Wilson was an exchange student at the time, studying at Tohuku University in Sendai.
It was during the spring of last year when a friend in Colorado mailed, among other things, three cookies and four pieces of candy infused with marijuana. The package never made it to Wilson's apartment in Japan, as it was flagged by officials at Japanese customs.
In August, Japanese authorities arrested Wilson.
"Right from the beginning, my first lawyer said he thought there would be no trial, just a 20-day investigation. At the end there would be no indictment and I'd be released without any charges," Wilson said on Wednesday.
Six months later, a Japanese court decided to hand down a suspended sentence and allowed Wilson to go free.
He still can't believe just how many people back in the United States worked to get him out of jail. His parents contacted Rep. Ed. Perlmutter (D-Colorado) and his office to see if something could be done on a diplomatic level. They also contacted lawyers both in Colorado and Japan seeking advice.
Officials from Perlmutter's office were also at DIA to welcome Wilson home.
"I wouldn't know where to begin with trying to repay all of the people who helped me," Wilson said.
He spent most of his time in two detention facilities in the Sendai area.
"On weekdays, you'd get up and have breakfast around 8, then it was lunch at noon, dinner at 4, lights out at 9, and then up again at 8 the next morning," he said.
He says he never felt unsafe in any of the facilities and admitted to being quite bored.
"I tried to remember every song I had ever had in my head so I could provide my own soundtracks," he said.

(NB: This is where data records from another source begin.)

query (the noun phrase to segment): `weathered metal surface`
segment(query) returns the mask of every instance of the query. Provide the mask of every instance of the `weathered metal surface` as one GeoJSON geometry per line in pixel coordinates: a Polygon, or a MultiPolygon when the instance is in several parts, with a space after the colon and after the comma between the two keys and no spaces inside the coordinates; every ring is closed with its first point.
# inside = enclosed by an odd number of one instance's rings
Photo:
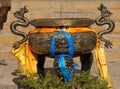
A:
{"type": "Polygon", "coordinates": [[[89,27],[94,23],[88,18],[56,18],[56,19],[34,19],[31,25],[39,27],[89,27]]]}
{"type": "MultiPolygon", "coordinates": [[[[29,35],[29,45],[38,54],[50,54],[50,46],[53,35],[56,33],[34,33],[29,35]]],[[[96,46],[96,34],[94,32],[70,33],[74,42],[75,54],[91,51],[96,46]]],[[[55,40],[55,53],[68,53],[67,39],[60,34],[55,40]]]]}

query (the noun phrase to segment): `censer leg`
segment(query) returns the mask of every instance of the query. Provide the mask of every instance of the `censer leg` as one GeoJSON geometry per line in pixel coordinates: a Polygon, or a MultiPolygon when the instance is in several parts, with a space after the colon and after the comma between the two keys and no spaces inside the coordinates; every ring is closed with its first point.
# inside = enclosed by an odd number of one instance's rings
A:
{"type": "Polygon", "coordinates": [[[80,61],[81,61],[81,71],[90,71],[93,62],[92,52],[81,54],[80,61]]]}
{"type": "Polygon", "coordinates": [[[45,76],[44,64],[45,64],[45,55],[38,55],[37,71],[38,71],[39,77],[45,76]]]}

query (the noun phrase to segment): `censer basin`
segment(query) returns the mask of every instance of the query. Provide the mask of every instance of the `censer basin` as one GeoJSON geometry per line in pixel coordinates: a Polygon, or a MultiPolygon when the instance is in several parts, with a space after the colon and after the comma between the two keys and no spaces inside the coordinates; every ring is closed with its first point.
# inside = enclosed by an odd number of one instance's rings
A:
{"type": "MultiPolygon", "coordinates": [[[[36,32],[29,34],[29,45],[30,48],[38,54],[50,54],[50,47],[52,42],[52,37],[56,34],[53,33],[40,33],[36,32]]],[[[96,33],[94,32],[74,32],[69,33],[72,36],[74,43],[75,54],[80,54],[82,52],[92,51],[96,46],[96,33]]],[[[60,34],[55,40],[55,53],[69,53],[69,47],[67,39],[64,35],[60,34]]]]}

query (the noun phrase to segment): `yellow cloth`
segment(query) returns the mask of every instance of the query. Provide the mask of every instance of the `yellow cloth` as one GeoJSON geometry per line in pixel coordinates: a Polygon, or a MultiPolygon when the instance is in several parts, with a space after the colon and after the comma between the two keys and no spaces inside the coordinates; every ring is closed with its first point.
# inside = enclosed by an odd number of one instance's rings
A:
{"type": "Polygon", "coordinates": [[[28,45],[24,42],[18,49],[12,49],[13,55],[18,59],[18,71],[29,75],[37,72],[37,56],[34,54],[28,45]]]}
{"type": "MultiPolygon", "coordinates": [[[[29,34],[41,32],[41,33],[50,33],[55,32],[55,28],[43,28],[30,31],[29,34]]],[[[90,28],[69,28],[66,30],[67,32],[86,32],[93,31],[90,28]]],[[[95,31],[93,31],[95,32],[95,31]]],[[[13,55],[18,59],[18,70],[25,75],[29,75],[30,73],[37,72],[37,56],[30,50],[28,42],[24,42],[21,44],[20,48],[12,49],[13,55]]],[[[112,85],[110,82],[110,77],[108,74],[108,69],[106,65],[104,46],[100,40],[98,40],[95,50],[96,62],[99,69],[100,77],[102,77],[105,81],[108,82],[108,88],[112,89],[112,85]]]]}
{"type": "Polygon", "coordinates": [[[112,84],[108,74],[108,69],[105,59],[104,45],[100,40],[98,40],[97,42],[95,55],[96,55],[96,62],[100,73],[100,77],[103,78],[105,81],[107,81],[108,89],[112,89],[112,84]]]}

He doesn't harbor any bad feelings for Japanese authorities. In fact, he says he deeply wants to return to Japan as soon as possible.
"I'm fascinated by the language. I'm fascinated by the history of the country," Wilson said. "I want to try as hard as I can to resume what was my goal was before, which was to live and work in Japan."
The nearly straight-A student says he'd like to pursue a career in theoretical chemistry, hinting he'd love to be a professor one day. He also says he doesn't blame the friend who sent the package.